2-Regex

pdf version

Exercises

Download the dictionary from benschmidt.org/words.txt and load it into a text editor.

Searches

  1. The word “picalilli” contains five consecutive “l” or “i” letters. What word contains 6 consecutive “i” or “ls”?

  2. What is the longest substring of your name for which a word contains all the matches? For example, my name is “Ben Schmidt” and I can match the first five letters wtih the capitalized letters in the word BirkENStoCk. What is the regex for it?

  3. What dictionary words contain the same letter, three times in a row?

  4. Besides the word found in question 1, are there any other words in the dictionary that contain two identical letters 6 times in a row? 7 times in a row?

Replacements

  1. Design a regex that replaces the text strings "NU" and "NEU" with the word “Northeastern.” For example, it would transform

    The NU huskies are competing in Thursday's game: email
    m.meehan@husky.neu.edu for more information.

    into

    The Northeastern huskies are competing in Thursday's game: email
    m.meehan@husky.Northeastern.edu for more information.
  2. Improve your regex so that it doesn’t replace strings that are part of longer words; for example, it should not replace “entrepreneur” with “entrepreNortheaternr”.

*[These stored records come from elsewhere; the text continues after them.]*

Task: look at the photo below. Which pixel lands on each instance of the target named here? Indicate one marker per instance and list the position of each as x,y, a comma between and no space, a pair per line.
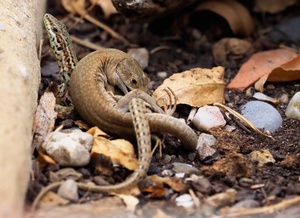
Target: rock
262,97
205,141
262,115
262,157
69,190
208,117
293,108
69,148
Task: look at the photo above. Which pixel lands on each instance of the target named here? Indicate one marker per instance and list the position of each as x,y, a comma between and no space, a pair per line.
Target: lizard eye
133,81
55,29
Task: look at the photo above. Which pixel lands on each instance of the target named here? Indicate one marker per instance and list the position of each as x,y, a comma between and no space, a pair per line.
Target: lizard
94,82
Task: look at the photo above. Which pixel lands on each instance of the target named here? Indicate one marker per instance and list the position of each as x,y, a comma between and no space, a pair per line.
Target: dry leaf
196,87
281,64
107,7
237,16
45,117
155,191
51,199
130,201
272,6
288,71
175,183
119,151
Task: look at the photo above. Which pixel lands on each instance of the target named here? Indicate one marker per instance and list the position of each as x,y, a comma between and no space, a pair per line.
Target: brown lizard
93,88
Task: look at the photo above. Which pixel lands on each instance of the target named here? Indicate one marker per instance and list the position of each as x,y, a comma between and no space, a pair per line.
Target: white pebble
162,74
208,117
184,200
293,108
69,148
68,190
262,115
205,141
262,97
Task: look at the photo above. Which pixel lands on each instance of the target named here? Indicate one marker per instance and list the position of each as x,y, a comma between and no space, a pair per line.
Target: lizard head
131,76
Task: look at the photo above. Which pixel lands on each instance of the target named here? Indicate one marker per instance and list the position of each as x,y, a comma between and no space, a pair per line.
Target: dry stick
243,119
83,13
86,44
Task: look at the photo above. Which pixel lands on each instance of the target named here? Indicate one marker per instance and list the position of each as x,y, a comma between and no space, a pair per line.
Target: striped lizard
94,84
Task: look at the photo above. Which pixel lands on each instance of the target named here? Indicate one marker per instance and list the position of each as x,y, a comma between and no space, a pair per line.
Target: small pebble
262,97
230,128
208,117
205,141
167,173
184,200
293,108
162,74
69,190
284,98
262,157
69,148
262,115
141,55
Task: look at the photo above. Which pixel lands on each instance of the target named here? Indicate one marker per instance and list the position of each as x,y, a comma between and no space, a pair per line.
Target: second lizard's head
131,76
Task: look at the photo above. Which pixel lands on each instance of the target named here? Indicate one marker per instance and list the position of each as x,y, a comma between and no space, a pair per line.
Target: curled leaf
119,151
195,87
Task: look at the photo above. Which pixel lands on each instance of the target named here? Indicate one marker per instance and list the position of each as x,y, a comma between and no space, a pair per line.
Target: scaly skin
138,110
88,88
96,83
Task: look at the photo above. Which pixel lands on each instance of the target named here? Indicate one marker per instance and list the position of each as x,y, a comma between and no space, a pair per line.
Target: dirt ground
179,50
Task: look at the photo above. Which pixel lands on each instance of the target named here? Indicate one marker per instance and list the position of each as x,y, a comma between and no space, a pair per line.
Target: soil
180,50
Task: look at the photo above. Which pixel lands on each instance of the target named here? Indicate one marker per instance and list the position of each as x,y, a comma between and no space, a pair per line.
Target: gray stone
293,108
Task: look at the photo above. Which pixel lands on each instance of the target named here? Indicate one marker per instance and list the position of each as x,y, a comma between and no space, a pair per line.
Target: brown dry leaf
222,199
119,151
107,7
272,6
175,183
281,64
51,199
237,16
155,191
196,87
130,201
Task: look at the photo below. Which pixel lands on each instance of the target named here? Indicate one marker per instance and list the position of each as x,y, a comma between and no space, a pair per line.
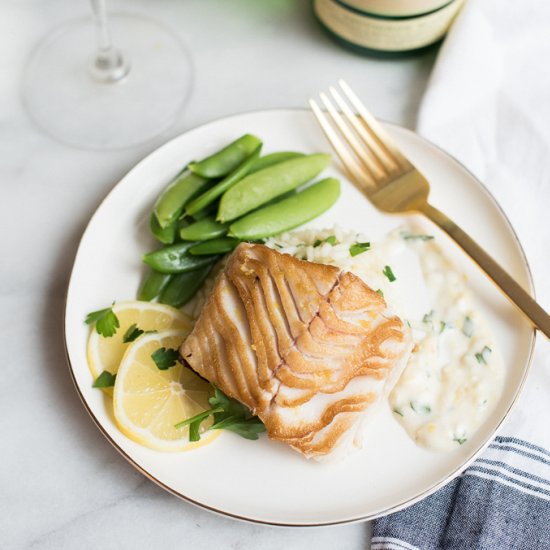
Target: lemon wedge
105,354
148,401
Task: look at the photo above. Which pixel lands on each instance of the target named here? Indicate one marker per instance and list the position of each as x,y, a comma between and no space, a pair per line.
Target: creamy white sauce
455,373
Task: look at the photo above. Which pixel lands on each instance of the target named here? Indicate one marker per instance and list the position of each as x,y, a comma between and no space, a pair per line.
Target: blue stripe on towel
495,505
520,452
502,439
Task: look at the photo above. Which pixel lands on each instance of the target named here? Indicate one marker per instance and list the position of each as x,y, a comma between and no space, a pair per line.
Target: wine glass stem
108,64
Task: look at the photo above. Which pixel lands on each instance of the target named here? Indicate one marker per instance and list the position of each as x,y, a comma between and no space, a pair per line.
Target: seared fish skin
307,347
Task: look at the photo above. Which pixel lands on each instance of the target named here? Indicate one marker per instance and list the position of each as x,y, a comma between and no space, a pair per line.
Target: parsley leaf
330,240
104,380
358,248
165,358
389,274
468,327
132,333
228,414
106,322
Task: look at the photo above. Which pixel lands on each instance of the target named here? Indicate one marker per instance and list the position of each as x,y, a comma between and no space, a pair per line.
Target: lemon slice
106,353
148,402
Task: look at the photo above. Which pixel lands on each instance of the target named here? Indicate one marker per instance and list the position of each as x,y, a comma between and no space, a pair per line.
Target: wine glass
116,98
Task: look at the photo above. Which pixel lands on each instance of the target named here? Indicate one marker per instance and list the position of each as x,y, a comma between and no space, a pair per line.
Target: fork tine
357,172
370,141
373,126
364,155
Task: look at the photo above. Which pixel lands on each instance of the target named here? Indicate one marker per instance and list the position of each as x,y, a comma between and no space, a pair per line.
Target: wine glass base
65,101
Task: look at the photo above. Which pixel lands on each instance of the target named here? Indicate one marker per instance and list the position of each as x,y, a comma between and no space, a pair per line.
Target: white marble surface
62,484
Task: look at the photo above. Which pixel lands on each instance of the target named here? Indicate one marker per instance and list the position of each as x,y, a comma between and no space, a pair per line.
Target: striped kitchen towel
488,104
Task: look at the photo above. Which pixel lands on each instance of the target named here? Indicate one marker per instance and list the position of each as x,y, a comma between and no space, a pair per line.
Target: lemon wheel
148,402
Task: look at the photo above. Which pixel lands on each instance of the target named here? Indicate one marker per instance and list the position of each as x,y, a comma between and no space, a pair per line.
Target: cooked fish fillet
307,347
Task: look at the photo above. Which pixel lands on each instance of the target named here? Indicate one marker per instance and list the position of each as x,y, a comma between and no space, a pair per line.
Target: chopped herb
228,414
389,274
358,248
426,409
330,240
194,434
104,380
106,322
165,358
468,327
132,333
428,317
483,355
411,237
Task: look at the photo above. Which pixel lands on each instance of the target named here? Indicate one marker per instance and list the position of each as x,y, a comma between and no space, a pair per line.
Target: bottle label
396,8
392,35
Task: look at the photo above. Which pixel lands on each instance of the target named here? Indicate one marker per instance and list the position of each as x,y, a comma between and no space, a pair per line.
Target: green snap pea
273,158
203,230
152,285
258,188
210,210
213,193
214,246
227,159
165,235
175,259
183,286
288,213
179,192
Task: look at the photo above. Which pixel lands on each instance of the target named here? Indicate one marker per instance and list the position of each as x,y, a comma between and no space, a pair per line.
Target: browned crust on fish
277,331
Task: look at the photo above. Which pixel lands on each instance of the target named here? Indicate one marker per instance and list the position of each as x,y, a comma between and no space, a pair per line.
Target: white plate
265,481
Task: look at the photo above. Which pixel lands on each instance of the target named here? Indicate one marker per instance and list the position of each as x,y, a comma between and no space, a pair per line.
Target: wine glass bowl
120,97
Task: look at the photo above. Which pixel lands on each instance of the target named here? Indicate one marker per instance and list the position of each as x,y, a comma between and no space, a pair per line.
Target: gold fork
393,184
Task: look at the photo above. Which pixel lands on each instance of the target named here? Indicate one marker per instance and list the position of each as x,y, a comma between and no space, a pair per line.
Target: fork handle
511,288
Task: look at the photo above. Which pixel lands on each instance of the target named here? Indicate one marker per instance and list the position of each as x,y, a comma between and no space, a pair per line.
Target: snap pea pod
179,192
273,158
288,213
227,159
170,233
175,259
213,193
214,246
210,210
152,285
165,235
203,230
183,286
258,188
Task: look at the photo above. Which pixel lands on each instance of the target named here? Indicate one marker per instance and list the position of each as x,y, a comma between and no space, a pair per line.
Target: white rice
312,245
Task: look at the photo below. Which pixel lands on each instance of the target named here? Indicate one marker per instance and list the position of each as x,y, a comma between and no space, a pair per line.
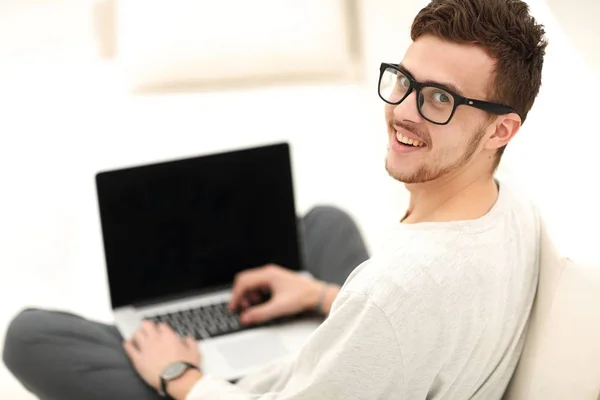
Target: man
442,313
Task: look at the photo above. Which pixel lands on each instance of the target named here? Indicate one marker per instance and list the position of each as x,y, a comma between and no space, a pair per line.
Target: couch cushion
561,358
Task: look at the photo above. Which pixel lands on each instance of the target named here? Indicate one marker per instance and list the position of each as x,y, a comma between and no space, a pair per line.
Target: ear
506,127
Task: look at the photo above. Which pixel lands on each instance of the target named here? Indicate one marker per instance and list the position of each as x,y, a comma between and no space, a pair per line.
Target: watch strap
163,382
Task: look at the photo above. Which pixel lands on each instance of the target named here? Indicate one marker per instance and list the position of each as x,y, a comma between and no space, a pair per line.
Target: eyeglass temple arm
489,107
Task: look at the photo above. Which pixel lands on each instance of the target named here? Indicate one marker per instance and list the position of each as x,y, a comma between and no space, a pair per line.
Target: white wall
65,116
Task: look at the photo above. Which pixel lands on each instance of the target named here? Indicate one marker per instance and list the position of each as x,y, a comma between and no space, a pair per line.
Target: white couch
561,359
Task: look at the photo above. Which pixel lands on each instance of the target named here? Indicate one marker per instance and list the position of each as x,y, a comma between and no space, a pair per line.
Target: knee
19,335
330,215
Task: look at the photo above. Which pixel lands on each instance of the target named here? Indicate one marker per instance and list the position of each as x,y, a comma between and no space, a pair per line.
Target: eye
403,81
441,97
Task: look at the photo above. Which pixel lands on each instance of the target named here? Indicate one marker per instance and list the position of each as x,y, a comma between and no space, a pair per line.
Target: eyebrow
451,87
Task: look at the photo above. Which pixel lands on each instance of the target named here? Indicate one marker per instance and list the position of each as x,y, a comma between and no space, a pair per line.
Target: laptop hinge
179,296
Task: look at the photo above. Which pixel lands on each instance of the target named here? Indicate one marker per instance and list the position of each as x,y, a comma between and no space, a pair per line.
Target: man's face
451,148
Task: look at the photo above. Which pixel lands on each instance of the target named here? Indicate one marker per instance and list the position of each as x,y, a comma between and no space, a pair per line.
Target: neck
452,197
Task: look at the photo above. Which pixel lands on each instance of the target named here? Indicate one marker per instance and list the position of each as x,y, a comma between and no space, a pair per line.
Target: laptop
175,235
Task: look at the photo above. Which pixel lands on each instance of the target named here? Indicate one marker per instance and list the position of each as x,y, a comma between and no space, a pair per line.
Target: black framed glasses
436,103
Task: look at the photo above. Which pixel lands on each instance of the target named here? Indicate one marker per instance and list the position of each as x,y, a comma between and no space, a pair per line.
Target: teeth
405,140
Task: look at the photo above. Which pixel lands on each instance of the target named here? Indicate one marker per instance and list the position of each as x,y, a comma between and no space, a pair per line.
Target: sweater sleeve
354,354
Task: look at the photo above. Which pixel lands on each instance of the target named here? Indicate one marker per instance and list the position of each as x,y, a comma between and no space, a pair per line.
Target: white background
64,115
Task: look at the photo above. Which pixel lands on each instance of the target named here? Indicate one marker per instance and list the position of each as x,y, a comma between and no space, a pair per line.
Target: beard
427,173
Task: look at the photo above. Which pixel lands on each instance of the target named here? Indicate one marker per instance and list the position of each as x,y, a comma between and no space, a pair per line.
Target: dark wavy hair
506,31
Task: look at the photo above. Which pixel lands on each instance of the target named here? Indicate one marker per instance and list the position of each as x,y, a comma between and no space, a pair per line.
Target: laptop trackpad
252,351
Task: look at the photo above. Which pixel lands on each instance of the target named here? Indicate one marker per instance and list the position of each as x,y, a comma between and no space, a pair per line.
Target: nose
407,110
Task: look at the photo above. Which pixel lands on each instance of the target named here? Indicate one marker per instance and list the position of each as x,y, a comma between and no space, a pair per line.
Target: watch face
174,371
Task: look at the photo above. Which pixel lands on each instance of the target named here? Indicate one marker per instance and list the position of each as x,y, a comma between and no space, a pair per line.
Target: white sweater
441,314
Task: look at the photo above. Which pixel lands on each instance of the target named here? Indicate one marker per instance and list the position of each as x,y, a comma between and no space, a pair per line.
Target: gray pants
60,356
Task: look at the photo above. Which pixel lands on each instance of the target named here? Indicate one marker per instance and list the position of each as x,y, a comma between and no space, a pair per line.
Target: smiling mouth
409,142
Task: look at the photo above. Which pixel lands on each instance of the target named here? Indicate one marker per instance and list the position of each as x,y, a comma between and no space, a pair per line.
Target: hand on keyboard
290,294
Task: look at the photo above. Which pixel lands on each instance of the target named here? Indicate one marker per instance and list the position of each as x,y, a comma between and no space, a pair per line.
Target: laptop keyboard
208,321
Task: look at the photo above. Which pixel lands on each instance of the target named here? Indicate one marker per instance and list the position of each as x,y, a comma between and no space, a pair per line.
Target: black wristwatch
172,372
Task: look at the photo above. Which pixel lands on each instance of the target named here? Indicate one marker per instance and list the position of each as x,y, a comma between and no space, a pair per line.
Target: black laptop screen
188,225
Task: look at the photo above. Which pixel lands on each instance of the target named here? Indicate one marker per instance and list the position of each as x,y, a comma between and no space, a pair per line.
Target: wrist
179,388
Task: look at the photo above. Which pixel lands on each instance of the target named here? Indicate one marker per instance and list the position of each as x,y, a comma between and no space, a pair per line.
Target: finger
190,342
148,328
247,281
261,313
132,352
139,339
164,328
244,303
254,298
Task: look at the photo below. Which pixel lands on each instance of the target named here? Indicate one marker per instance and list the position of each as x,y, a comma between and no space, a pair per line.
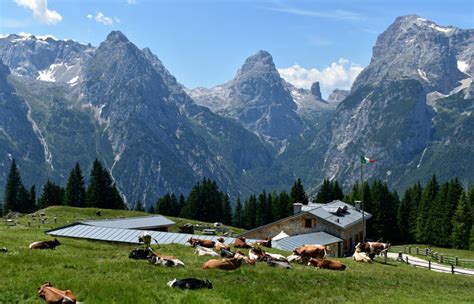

  3. Sometimes documents have excessive spaces in them. (For instance, if you copy and paste from the Internet). Write a regex that reduces any string of spaces down to just one. For example, this text:

    Good day, everyone.
    1     4      6
    
    3   4       10
    Good night, ladies

    Would be reduced to:

    Good day, everyone. 1 4 6 3 4 10 Good night, ladies 
  4. Write a regex that changes the spelling of all words in a document so that they conform to the rule “I before e, except after c.”

Concordances

An online version of the bible is at dighist15.benschmidt.org/bible. It allows you to filter and replace at once on the bible. This may take some time to run, so it initially will only show values for the book of Matthew.

  1. Create a regex that reduces the bible to a concordance for the word “love” that shows 3 words before and 3 words after.

  2. Edit that regex so that it includes the book/line/verse number as the beginning.